According to the worst scenario, the global economy and trade are projected to down dramatically while Vietnamese public debt and budget overspending are assumed to keep increasing. Risks of this scenario also are posed by Vietnam’s rely on the old growth modelamidst fiercer competition. These factors together are assessed to hinder the growth of Vietnamese economy at 6.2 percent on average.
The most likely scenario assumes that global economic growth remains stable, at about 3 percent, while State investment’s disbursement and effectiveness continue to be improved, and legal procedures and investment climate get better. In such context, the country’s average economic growth is estimated at 6.55 percent a year.

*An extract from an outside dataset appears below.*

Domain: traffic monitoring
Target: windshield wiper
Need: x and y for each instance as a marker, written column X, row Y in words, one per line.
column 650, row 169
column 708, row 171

In the high-growth scenario, which is more unlikely than the two others, annual GDP growth will average 6.85 percent during the period provided that economic restructuring is carried out more strongly, especially in management mechanisms, thus improving public investment’s effectiveness, and labor productivity is raised to be at par with the ASEAN average. In that case, the economy would not only maintain sustainable development, but also create prerequisites for the following five years.
Mr. Dang Duc Anh, Head of Analysis and Forecast division under the NCIF, said that Vietnam’s economy is predicted to escape from recession and begin a new period of recovery in 2016-2020.
He also forecast that the industry and construction sector would enjoy robust growth and become the main recovery engines for the whole economy. Meanwhile, the services sector will benefit from positive impacts of the ASEAN Community’s commitments and free trade agreements, with stronger consumption demand and trade promotion activities, Mr. Dang Duc Anh added.